Thanks to advances in CGI and disc storage spaces, Final Fantasy VII was able to help usher the world of video games into the realm of rarified storytelling typically reserved for movies. Games weren’t simply about some colorful sprites leading to a happy ending where the princess is finally in the right castle and gets saved. They could truly play to all of your emotions and tell tales of both triumph and failure. They could paint characters so vividly that you wouldn’t think twice about spending days trying to earn them the peace they deserve. In the proceeding years, I would play countless video games as they further evolved toward new levels of art, and only the post-apocalyptic gauntlet of tears The Last of Us ever came as close to the emotional gut punch of losing Aeris.

In spite of or perhaps because of this defining childhood tragedy, Final Fantasy VII has endured as one of my all-time favorite games that I have returned to now twice in adulthood, hopefully more emotionally prepared for the devastation I knew awaited me. Upon my first foray back into Midgar about 5 years ago, I made a point to shelter myself from the pain. I tried to keep Aeris out of my party as much as possible and even looked up a strategy guide to confirm my in-game decisions would lead to a that fabled date being with Tifa instead. Sure I avoided some of the impact of the trauma, but the beginning of the game felt oddly disjointed as I knew Aeris was meant to be such an integral part of the experience. Following her death that time around, I even found the key back to Midgar, but I saw no sign of Aeris’s ghost and put away those childish thoughts as a internet rumor-fueled youthful folly.

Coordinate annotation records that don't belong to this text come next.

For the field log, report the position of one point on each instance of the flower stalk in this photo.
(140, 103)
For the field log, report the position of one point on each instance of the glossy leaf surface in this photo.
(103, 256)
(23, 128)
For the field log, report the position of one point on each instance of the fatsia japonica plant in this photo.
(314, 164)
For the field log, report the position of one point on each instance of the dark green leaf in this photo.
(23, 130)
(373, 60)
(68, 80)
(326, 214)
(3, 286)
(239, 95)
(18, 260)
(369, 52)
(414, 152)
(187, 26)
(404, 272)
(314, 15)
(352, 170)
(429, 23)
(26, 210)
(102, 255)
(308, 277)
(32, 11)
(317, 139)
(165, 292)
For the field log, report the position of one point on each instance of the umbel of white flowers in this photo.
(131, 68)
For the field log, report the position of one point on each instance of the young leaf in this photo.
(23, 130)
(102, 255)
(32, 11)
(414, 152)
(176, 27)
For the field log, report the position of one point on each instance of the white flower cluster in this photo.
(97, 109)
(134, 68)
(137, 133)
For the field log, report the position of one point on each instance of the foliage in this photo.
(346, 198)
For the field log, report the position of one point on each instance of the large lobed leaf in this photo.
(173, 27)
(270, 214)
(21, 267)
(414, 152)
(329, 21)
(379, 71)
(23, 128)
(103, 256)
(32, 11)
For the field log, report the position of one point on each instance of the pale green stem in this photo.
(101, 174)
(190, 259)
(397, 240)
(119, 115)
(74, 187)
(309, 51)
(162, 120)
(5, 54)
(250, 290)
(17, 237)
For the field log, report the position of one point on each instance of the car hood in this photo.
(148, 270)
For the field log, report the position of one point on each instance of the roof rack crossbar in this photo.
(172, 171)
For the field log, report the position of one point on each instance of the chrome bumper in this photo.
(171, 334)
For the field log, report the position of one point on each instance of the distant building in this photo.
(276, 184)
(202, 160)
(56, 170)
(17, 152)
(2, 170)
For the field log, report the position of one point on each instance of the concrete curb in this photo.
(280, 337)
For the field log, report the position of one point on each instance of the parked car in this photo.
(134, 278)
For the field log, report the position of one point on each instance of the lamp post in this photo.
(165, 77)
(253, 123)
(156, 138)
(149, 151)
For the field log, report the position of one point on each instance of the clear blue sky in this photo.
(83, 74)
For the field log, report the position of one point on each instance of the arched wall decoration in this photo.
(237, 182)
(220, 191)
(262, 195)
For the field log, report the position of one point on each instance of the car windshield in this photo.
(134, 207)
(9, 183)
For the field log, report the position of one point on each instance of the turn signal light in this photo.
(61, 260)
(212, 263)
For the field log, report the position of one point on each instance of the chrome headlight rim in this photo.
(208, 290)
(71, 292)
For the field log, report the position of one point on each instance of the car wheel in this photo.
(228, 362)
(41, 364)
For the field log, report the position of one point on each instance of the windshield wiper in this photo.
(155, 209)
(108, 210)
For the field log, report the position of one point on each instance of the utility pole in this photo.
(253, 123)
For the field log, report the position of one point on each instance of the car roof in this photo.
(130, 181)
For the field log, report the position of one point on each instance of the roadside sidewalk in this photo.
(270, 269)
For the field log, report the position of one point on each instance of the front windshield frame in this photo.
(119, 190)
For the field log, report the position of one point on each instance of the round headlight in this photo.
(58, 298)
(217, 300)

With a remake on the horizon for later this year and the desire to play a game I was fairly familiar with during the tired times of adjusting to early parenthood, it seemed like an obvious choice to boot up FF7 again, this time on the conveniently handheld Nintendo Switch. This time around there would be no guarding myself. Rather, being fully aware of the impending doom, I decided to embrace my time with Aeris. I had her in my party almost every chance I had and built her stats up to the point where she was was almost as dominant as Cloud himself. I even spent a couple of hours grinding before the predestined conclusion to her journey so that I could unlock her Level 4 Limit Break, Great Gospel, and watched along bittersweetly as the fantastic animation played out, knowing it was probably the only time I would see it. There was no emphasis one way or another toward the Tifa/Aeris/Cloud love triangle, which I allowed to play out organically (it turns out after all these years, I’m a Tifa man). Sure I may have made certain to do a ton of side quests before the pivotal moment to delay the inevitable by a few days, but, just as I knew it would be, I eventually built up the courage and marched to the conclusion of Aeris’s journey – or so I thought…

In the latter stages of our heroes’ quest, I happened again upon that chapel in Midgar where Aeris and Cloud first joined forces, and to my utter shock and delight there stood Aeris, tending to her flowers. I couldn’t believe it. The rumors were true and I was staring at Aeris’s ghost. Just as quickly as she appeared, she was gone, but the joy I felt would last the rest of the evening and into the morning. Over 2 decades and 3 playthroughs later, I had finally seen my emotional ride with Aeris through to its complete end. And just as I had been when I was a kid, I found myself amazed at the power of video games to be so much more than I ever imagined they could be and for a 23 year old masterpiece to still have the ability to surprise me.